Open Novos diterpenos dos frutos de Xylopia

O óleo essencial dos frutos de Xylopia langsdorffiana foi obtido por hidrodestilação com rendimento de 0,03 % em relação ao peso do material fresco utilizado. Pela análise em CG-EM e CG-FID foi possível identificar nove componentes Figura 62 (Pág. 108), correspondendo a 100% do total do óleo em uma mistura de monoterpenos (66,6%), sesquiterpenos (22,2%) e diterpeno (11,2%). α-pineno (37,73%) e limoneno (31,42%) foram os constituintes majoritários. Foi detectata a presença de espatulenol (1,59%) que é considerado um marcador de óleos essenciais do gênero Xylopia (MAIA,. 2005). Os demais componentes estão listados na Tabela 11 (Pág. 107).
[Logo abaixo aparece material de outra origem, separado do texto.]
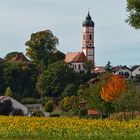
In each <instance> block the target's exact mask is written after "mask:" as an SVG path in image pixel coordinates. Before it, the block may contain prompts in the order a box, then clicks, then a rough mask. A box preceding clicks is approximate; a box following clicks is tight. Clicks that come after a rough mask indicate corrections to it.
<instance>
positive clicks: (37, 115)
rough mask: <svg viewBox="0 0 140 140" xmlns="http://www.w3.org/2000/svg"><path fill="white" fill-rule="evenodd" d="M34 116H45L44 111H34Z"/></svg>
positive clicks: (38, 110) (33, 113) (37, 116)
mask: <svg viewBox="0 0 140 140" xmlns="http://www.w3.org/2000/svg"><path fill="white" fill-rule="evenodd" d="M32 116H35V117H43V116H44V113H43V112H42V111H40V110H38V111H34V112H33V114H32Z"/></svg>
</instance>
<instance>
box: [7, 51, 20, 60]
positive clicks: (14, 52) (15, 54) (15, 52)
mask: <svg viewBox="0 0 140 140" xmlns="http://www.w3.org/2000/svg"><path fill="white" fill-rule="evenodd" d="M20 54H22V53H21V52H10V53H8V54H7V55H6V56H5V59H6V60H11V59H13V58H14V57H16V56H17V55H20Z"/></svg>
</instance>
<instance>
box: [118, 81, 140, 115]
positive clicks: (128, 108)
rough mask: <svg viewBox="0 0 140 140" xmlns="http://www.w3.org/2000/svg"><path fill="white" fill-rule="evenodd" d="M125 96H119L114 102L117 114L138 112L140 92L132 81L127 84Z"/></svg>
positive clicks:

Essa composição química é compatível com dados da literatura para constituintes voláteis de espécies de Xylopia (MAIA,. 2005) bem como, com a composição química dos voláteis das suas folhas que é caracteristicamente de monoterpenos e sesquiterpenos (TAVARES et al., 2007). A presença do diterpeno esclareol no óleos essencial corrobora com a biogênese da espécie em estudo, pois uma serie de diterpenos ent-labdanos foram isolados como componentes fixos dos seus frutos.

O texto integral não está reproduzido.